Plastic degradation into secondary microplastics in coastal areas affected by the MV-X-press pearl maritime disaster

Abstract

The MV X-Press Pearl maritime disaster has severely affected the sensitive marine and coastal environment on the west coast of Sri Lanka. Large quantities of plastic pellets (nurdles or plastic pellets < 5 mm and estimated at 1680 tonnes) were released into the Indian Ocean. A substantial proportion of plastic pellets/primary microplastics (MPs) can degrade to secondary MPs. This study aimed to understand the degradation of plastic pellets into secondary MPs under the extreme conditions of fire and chemicals during the MV X-Press Pearl maritime disaster.

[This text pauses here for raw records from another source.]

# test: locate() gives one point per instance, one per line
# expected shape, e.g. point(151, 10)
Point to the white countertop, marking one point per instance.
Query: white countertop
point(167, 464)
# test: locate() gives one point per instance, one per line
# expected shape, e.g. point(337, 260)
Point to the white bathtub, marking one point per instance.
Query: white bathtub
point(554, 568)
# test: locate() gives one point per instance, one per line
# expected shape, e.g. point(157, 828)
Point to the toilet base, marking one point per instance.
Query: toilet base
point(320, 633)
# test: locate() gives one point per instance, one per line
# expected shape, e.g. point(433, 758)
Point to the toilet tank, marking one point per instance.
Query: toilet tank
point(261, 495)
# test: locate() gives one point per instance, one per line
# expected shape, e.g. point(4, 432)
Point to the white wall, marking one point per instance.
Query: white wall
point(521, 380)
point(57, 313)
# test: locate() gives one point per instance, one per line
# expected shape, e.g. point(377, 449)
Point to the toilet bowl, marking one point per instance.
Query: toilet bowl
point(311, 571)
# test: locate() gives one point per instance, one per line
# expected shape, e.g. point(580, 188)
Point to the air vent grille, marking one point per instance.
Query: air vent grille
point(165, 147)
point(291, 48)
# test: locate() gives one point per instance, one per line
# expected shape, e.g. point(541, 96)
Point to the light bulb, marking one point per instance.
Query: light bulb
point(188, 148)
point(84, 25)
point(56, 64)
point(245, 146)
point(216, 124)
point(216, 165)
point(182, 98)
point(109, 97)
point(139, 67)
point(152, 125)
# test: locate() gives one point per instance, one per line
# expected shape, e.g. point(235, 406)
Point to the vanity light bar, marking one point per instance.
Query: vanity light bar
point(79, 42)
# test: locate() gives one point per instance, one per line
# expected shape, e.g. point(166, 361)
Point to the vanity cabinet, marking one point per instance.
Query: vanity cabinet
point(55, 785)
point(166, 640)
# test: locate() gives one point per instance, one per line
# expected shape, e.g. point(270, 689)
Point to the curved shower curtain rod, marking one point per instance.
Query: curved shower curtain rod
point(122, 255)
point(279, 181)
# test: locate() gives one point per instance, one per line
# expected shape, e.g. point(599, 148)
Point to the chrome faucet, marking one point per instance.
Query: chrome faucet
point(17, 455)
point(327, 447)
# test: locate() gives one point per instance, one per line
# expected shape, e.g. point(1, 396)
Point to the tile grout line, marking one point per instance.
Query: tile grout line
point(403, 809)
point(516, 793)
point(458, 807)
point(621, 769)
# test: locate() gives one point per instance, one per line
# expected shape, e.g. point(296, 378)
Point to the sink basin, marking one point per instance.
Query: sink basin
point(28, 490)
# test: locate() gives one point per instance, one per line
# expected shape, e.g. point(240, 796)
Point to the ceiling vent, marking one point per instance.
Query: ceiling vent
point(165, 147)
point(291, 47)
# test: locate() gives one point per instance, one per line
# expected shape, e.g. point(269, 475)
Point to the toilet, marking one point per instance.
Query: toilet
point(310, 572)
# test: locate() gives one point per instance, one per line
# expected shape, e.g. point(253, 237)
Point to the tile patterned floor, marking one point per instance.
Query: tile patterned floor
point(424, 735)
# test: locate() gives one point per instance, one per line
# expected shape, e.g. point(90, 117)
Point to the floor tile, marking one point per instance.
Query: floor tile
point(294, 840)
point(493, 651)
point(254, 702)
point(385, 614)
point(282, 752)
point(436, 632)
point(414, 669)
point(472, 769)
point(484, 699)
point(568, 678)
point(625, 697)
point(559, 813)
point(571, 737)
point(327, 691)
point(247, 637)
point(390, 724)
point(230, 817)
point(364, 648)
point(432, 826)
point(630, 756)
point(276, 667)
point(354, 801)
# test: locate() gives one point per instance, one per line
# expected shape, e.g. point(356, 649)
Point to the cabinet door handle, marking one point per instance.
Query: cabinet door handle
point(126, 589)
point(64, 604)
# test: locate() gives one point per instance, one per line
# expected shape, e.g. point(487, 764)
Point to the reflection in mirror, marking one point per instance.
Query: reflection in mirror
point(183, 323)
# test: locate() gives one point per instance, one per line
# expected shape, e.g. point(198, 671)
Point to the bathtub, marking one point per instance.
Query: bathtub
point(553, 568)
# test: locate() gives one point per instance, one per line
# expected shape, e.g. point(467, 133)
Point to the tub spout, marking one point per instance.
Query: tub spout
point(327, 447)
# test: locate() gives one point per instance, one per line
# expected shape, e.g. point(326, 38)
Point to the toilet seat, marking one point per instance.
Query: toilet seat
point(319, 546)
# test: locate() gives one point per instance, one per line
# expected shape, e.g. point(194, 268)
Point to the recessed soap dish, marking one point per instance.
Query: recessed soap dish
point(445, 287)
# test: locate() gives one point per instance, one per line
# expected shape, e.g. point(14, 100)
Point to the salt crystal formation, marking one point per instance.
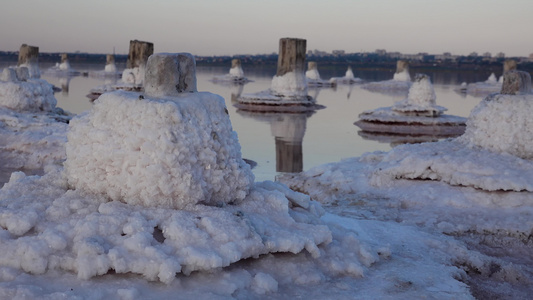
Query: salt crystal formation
point(185, 200)
point(502, 122)
point(418, 113)
point(173, 148)
point(20, 93)
point(494, 154)
point(400, 82)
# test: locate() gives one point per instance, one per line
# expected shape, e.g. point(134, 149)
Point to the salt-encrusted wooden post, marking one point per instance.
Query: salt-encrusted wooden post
point(110, 59)
point(28, 55)
point(235, 63)
point(516, 83)
point(139, 53)
point(289, 82)
point(401, 66)
point(509, 65)
point(170, 74)
point(291, 55)
point(29, 58)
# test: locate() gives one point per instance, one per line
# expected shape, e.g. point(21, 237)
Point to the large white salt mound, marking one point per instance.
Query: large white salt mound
point(30, 95)
point(503, 124)
point(158, 152)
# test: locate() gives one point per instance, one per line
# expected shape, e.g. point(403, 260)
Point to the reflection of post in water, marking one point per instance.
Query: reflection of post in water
point(289, 131)
point(64, 82)
point(289, 156)
point(236, 91)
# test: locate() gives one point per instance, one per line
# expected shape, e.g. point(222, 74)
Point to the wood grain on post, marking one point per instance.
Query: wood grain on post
point(139, 53)
point(28, 54)
point(291, 55)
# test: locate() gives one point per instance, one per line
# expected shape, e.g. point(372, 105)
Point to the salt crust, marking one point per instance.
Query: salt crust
point(31, 95)
point(291, 84)
point(45, 226)
point(32, 129)
point(401, 82)
point(157, 152)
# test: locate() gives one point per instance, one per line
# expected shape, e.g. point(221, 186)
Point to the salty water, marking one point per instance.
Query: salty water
point(295, 142)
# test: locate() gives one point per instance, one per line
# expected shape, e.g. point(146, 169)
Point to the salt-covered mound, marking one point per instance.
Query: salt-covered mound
point(179, 151)
point(32, 129)
point(401, 81)
point(20, 93)
point(492, 84)
point(495, 152)
point(313, 77)
point(348, 78)
point(418, 113)
point(152, 185)
point(288, 90)
point(62, 69)
point(235, 75)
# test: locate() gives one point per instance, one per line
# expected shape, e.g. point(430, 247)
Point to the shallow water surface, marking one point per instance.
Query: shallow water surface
point(285, 142)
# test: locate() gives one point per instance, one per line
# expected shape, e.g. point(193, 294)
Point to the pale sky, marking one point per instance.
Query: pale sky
point(228, 27)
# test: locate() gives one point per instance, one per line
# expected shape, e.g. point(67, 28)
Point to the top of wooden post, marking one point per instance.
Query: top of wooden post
point(291, 55)
point(169, 74)
point(28, 54)
point(139, 53)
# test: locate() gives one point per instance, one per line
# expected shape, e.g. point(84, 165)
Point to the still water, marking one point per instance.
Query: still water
point(295, 142)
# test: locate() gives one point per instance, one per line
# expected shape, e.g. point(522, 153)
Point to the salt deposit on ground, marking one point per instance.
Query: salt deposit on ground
point(235, 75)
point(386, 232)
point(418, 113)
point(32, 129)
point(348, 78)
point(400, 83)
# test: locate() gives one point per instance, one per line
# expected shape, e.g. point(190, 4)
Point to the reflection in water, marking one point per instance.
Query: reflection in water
point(64, 82)
point(288, 130)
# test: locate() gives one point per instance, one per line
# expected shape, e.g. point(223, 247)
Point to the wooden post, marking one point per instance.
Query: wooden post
point(401, 66)
point(139, 53)
point(28, 55)
point(169, 74)
point(291, 56)
point(516, 83)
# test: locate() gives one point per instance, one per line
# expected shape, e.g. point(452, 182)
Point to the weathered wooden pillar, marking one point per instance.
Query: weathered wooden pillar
point(509, 65)
point(402, 66)
point(139, 53)
point(110, 59)
point(236, 69)
point(289, 82)
point(291, 55)
point(516, 83)
point(29, 58)
point(170, 74)
point(28, 55)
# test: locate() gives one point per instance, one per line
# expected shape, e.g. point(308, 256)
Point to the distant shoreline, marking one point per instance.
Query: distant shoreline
point(369, 61)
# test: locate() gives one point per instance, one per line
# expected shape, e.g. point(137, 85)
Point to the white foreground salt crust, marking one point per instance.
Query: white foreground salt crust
point(32, 129)
point(20, 94)
point(45, 226)
point(502, 124)
point(164, 152)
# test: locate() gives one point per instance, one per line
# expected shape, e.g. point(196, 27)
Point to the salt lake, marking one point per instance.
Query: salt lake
point(289, 142)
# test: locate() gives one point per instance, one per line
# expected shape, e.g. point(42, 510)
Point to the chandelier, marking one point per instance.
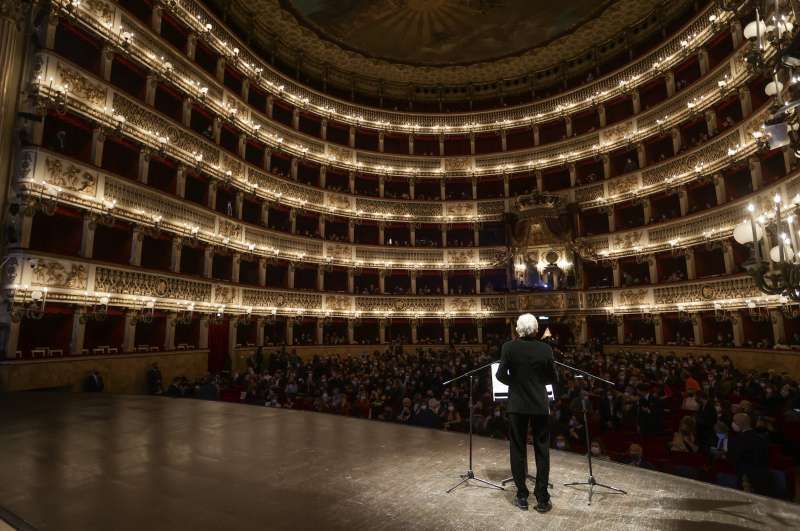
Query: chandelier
point(777, 273)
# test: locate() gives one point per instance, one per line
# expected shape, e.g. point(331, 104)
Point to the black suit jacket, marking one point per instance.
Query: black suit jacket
point(526, 366)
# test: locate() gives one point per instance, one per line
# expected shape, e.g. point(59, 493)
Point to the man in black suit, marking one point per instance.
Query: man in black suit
point(526, 366)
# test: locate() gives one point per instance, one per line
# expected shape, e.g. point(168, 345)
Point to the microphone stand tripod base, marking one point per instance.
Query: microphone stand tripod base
point(592, 483)
point(470, 475)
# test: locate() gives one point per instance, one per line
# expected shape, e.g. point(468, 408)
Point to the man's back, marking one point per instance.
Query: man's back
point(526, 366)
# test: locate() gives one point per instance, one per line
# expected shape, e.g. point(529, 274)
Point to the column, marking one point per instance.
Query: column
point(756, 174)
point(175, 255)
point(711, 122)
point(208, 261)
point(641, 155)
point(683, 199)
point(129, 332)
point(289, 331)
point(745, 101)
point(202, 338)
point(636, 100)
point(106, 62)
point(236, 262)
point(212, 194)
point(144, 165)
point(720, 189)
point(691, 266)
point(169, 331)
point(778, 328)
point(87, 236)
point(260, 332)
point(738, 328)
point(98, 141)
point(729, 257)
point(702, 59)
point(676, 139)
point(658, 328)
point(669, 80)
point(697, 329)
point(137, 237)
point(262, 272)
point(652, 266)
point(180, 181)
point(78, 332)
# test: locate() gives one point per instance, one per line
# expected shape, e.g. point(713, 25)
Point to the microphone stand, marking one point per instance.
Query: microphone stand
point(591, 481)
point(470, 474)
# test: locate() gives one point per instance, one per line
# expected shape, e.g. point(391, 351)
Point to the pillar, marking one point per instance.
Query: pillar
point(78, 332)
point(202, 337)
point(745, 101)
point(98, 141)
point(144, 165)
point(137, 237)
point(180, 181)
point(756, 174)
point(208, 261)
point(669, 80)
point(169, 331)
point(778, 328)
point(175, 255)
point(87, 236)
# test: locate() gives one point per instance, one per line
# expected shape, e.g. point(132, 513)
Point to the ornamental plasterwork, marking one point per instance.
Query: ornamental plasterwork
point(338, 303)
point(339, 252)
point(104, 10)
point(139, 116)
point(271, 299)
point(553, 301)
point(632, 297)
point(737, 288)
point(391, 304)
point(55, 274)
point(599, 299)
point(140, 284)
point(94, 94)
point(460, 209)
point(70, 177)
point(623, 185)
point(627, 240)
point(493, 304)
point(224, 294)
point(462, 305)
point(457, 164)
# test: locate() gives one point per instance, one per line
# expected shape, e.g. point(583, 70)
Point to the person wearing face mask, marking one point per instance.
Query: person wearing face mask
point(748, 452)
point(527, 366)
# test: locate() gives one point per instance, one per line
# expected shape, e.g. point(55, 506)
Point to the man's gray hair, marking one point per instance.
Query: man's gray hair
point(527, 325)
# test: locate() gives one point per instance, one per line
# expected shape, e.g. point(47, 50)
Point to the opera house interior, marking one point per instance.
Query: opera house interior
point(324, 206)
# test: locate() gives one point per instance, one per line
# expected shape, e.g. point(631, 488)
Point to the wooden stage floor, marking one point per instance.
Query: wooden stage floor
point(103, 462)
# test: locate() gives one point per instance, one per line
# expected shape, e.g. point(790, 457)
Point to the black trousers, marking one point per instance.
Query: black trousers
point(518, 435)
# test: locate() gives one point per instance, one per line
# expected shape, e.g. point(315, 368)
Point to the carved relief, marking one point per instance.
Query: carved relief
point(70, 177)
point(89, 92)
point(632, 297)
point(147, 285)
point(55, 274)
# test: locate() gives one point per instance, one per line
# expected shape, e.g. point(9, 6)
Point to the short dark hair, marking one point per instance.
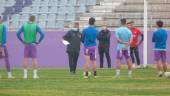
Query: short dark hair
point(92, 21)
point(159, 23)
point(123, 21)
point(32, 18)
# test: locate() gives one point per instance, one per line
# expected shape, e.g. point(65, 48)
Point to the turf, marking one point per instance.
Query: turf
point(58, 82)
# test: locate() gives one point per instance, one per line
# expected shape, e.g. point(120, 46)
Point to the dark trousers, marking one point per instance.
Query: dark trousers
point(105, 51)
point(73, 58)
point(134, 53)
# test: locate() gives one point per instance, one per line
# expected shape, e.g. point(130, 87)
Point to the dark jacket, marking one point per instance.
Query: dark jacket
point(74, 38)
point(104, 38)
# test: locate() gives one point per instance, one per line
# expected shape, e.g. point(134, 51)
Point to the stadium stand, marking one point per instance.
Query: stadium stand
point(56, 13)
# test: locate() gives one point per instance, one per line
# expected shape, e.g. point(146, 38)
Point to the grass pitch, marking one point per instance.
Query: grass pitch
point(58, 82)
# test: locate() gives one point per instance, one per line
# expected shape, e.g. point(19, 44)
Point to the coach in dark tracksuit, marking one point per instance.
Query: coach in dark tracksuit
point(104, 46)
point(73, 36)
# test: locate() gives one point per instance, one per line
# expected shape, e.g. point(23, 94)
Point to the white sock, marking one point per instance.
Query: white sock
point(9, 74)
point(117, 72)
point(160, 72)
point(35, 73)
point(130, 72)
point(25, 73)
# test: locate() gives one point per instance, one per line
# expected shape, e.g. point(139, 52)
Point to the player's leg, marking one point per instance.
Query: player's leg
point(126, 54)
point(108, 57)
point(118, 62)
point(8, 67)
point(132, 56)
point(87, 62)
point(94, 68)
point(35, 68)
point(92, 52)
point(101, 55)
point(26, 61)
point(164, 61)
point(86, 66)
point(33, 55)
point(25, 67)
point(157, 55)
point(76, 56)
point(137, 57)
point(70, 56)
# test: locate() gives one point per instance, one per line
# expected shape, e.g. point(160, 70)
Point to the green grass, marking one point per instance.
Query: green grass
point(58, 82)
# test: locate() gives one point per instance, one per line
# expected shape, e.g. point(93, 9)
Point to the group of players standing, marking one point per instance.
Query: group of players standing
point(127, 46)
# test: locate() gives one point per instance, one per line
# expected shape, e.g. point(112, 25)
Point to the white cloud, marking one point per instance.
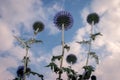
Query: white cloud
point(106, 46)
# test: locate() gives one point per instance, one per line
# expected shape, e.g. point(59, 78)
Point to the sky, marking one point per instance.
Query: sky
point(18, 16)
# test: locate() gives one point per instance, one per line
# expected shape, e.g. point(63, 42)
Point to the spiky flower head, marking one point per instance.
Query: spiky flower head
point(93, 17)
point(63, 18)
point(20, 71)
point(38, 27)
point(71, 59)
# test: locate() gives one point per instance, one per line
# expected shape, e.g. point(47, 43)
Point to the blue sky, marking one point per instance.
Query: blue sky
point(17, 18)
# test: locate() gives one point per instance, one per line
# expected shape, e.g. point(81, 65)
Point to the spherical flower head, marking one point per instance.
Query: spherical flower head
point(20, 71)
point(63, 18)
point(93, 17)
point(71, 59)
point(38, 27)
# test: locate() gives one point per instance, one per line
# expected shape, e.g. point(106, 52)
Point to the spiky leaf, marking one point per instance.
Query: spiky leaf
point(56, 57)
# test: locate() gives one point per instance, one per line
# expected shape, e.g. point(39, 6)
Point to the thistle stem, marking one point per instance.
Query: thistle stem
point(90, 44)
point(25, 63)
point(61, 62)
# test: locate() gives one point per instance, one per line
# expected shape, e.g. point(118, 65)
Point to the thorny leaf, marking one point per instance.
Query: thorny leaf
point(93, 54)
point(88, 70)
point(93, 36)
point(56, 57)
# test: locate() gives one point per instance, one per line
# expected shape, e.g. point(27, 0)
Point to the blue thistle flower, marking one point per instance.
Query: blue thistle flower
point(93, 17)
point(63, 17)
point(71, 59)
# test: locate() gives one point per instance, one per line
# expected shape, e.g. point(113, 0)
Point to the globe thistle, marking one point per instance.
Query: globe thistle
point(20, 71)
point(63, 18)
point(71, 59)
point(38, 27)
point(93, 17)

Beach sand samples were collected from mean sea level and berm at 40 locations covering the affected west coast of Sri Lanka and an additional 20 samples covering the entire coastline of Sri Lanka. Microplastics were separated using the Wet Peroxide Oxidation (WPO) process. The secondary MP quantities and microscopic observations were noted. Fourier Transform Infrared Spectroscopic (FTIR) analysis was carried out to identify functional groups of MPs. The difference in average values of secondary MPs at mean sea level (large MPs = 33 ± 56 items per 1 mm² and total MPs = 61 ± 66 items per 1 mm² ) and the berm (large = 61 ± 154 items per 1 mm2 and total MPs = 106 ± 165 items per 1 mm² ) suggested that large quantities of MPs had spread in other areas in the Indian Ocean with oceanic currents. The baseline average value of secondary total MPs was about 53 ± 66 items per 1 mm² in other coastal areas of Sri Lanka. The positive correlation between large and total secondary MPs and plastic pellets pollution index indicates that a significant amount of plastic pellets were degraded into secondary MPs under the influence of nitric acid and heat/fire within six to eight days after the accident. Based on FTIR observations, these secondary MPs were mainly composed of low-density polythene (LDPE) and linear low-density polythene (LLDPE). Consequently, these lightweight polymers can spread over a wider region and can cause severe environmental threats on a global scale as transoceanic marine pollutants.